Après 1727, ils allèrent à Rome. Ils y menaient une singulière vie de famille, à trois: Métastase, la Romanina, et le mari Bulgarelli. La Romanina méprisait son mari, et aimait jalousement Métastase d'un amour passionné. La vieille histoire, tant de fois répétée, eut son dénouement inévitable. Métastase partit. En 1730, il fut appelé à Vienne, comme «poeta Cesareo». Il quitta Rome, laissant tout pouvoir à sa «cara Marianna», pour administrer, aliéner, vendre, changer, convertir ses biens et ses rentes, sans aucun compte à lui rendre. La Romanina ne put supporter ce départ; trois mois après, elle se mit en route pour Vienne. Elle ne put dépasser Venise. Un contemporain[272] écrit: «On raconte que la Didone abbandonata est en grande partie l'histoire de Métastase et de la Romanina. Métastase craignait qu'elle ne lui causât des ennuis à Vienne, et que sa réputation n'en souffrît. Il obtint un ordre de cour qui interdit à la Romanina d'entrer dans les domaines impériaux. La Romanina devint furieuse; et, dans son emportement, elle tenta de se tuer, en se frappant à la poitrine avec un canif. La blessure ne fut pas mortelle; mais elle mourut peu après, de douleur et de désespoir.»

[272] Lessing, bibliothécaire de Wolfenbüttel (voir Celani).

Quelques lettres d'elle à l'abbé Riva, qui servait d'intermédiaire, montrent la passion de la malheureuse femme. Voici quelques lignes, particulièrement touchantes, écrites à Venise, le 12 août 1730, sans doute après sa tentative de suicide, et quand elle avait promis d'être sage:

«Puisque vous conservez tant d'amitié pour l'Ami, gardez-le moi, soutenez-le, faites qu'il soit le plus heureux que vous pourrez, et croyez que je n'ai pas d'autre pensée au monde; et si, parfois je me désole, c'est parce que je connais trop son mérite, et que d'être forcée de vivre séparée de lui est la plus grande douleur que je puisse sentir. Mais je suis si résolue à ne pas démériter de son estime que je souffrirai patiemment la tyrannie de qui permet une telle cruauté: je vous assure que tout ce qu'il me sera permis de faire pour plaire à mon très cher ami et pour le conserver, je le ferai; je ferai le possible pour me conserver en bonne santé, dans l'unique pensée de ne pas l'affliger....»

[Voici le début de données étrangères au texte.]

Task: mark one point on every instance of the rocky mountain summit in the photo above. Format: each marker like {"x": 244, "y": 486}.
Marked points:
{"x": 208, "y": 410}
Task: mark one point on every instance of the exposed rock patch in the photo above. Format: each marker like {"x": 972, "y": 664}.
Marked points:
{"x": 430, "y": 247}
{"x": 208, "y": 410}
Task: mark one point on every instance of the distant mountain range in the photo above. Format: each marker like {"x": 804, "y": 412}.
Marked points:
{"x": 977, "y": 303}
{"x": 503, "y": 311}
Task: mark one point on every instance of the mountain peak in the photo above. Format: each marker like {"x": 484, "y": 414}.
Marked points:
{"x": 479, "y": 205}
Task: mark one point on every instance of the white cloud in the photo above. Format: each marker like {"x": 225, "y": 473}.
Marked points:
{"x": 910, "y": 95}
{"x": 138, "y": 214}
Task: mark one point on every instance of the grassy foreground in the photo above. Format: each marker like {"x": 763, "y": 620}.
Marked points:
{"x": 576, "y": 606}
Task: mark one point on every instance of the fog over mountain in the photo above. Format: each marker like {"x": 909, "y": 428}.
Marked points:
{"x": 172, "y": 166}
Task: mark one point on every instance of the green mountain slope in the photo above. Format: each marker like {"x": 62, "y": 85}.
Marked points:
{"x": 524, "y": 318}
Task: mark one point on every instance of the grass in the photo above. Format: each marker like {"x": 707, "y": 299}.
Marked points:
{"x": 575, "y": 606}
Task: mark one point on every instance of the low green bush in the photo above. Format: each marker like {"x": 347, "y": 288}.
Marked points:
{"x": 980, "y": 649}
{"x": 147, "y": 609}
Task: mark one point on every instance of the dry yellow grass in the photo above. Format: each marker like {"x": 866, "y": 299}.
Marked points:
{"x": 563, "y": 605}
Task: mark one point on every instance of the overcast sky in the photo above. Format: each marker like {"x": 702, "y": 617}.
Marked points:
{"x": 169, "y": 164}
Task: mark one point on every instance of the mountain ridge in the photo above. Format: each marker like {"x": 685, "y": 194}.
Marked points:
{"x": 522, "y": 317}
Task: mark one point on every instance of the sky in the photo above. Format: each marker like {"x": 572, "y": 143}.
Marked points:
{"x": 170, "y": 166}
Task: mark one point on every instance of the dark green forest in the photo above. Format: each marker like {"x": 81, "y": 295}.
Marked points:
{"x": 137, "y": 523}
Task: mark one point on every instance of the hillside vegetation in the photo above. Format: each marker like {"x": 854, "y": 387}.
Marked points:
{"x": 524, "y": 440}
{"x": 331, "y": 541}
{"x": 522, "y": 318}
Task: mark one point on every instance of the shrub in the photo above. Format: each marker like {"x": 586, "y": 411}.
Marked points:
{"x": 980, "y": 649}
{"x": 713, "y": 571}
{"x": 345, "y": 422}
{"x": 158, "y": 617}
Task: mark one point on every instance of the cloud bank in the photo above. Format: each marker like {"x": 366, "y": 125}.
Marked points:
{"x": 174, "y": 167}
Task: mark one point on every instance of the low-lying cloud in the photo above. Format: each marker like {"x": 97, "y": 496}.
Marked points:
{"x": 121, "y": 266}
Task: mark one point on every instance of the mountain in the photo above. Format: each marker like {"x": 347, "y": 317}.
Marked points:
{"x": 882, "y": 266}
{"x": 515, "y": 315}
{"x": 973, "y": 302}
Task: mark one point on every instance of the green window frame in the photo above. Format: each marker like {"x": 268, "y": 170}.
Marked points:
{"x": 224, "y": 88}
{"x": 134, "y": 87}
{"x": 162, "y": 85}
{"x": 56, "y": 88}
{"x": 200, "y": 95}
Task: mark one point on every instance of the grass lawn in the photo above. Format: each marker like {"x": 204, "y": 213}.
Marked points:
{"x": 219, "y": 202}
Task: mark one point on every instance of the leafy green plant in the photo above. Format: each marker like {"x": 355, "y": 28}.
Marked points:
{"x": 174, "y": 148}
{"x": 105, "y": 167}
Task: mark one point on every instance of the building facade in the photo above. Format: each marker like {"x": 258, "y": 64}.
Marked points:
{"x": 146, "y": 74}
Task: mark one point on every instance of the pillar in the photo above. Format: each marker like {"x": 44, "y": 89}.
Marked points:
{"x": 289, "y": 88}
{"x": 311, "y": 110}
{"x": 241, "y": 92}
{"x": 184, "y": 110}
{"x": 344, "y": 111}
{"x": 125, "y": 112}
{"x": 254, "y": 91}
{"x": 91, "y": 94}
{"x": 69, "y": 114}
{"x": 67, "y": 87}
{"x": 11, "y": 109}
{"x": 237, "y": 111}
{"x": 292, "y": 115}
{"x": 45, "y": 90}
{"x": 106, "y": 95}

Elle traîna sa misérable vie encore quatre ans. Métastase répondait avec une tranquille politesse à ses lettres passionnées. Les reproches de la Romanina lui semblaient «réguliers et inévitables, comme la fièvre quarte».—Elle mourut, le 26 février 1734, à Rome, âgée de quarante-huit ans, faisant à Métastase le suprême affront d'amour de le nommer son légataire universel.—«Et cela, disait-elle, je le fais non seulement en témoignage de ma reconnaissance pour ses conseils et pour son aide dans mes malheurs et ma longue maladie, mais encore afin qu'il puisse plus commodément se donner à ces études qui lui ont acquis tant de gloire.»—Métastase, rougissant de cette générosité, renonça à l'héritage en faveur de Bulgarelli, et il eut des remords amers, en pensant à la «povera e generosa Marianna».... «Je n'espère plus pouvoir m'en consoler; et je crois que le reste de ma vie sera insipide et douloureuse.» (13 mars 1734.)

Telle fut cette histoire d'amour, qui se trouve liée aux destinées de la musique, puisque c'est à l'influence de cette femme que Métastase a dû d'être le Racine de l'Opéra italien. L'écho de la voix de la Romanina résonne encore dans ses vers «si fluides et si harmonieux qu'il semble, disait Andrès, qu'on ne puisse les lire qu'en chantant».


Ce caractère de chant noté en paroles avait frappé les contemporains. Marmontel remarquait que «Métastase avait disposé les phrases, les repos, les nombres, et toutes les parties de ses airs, comme s'il les eût chantés lui-même».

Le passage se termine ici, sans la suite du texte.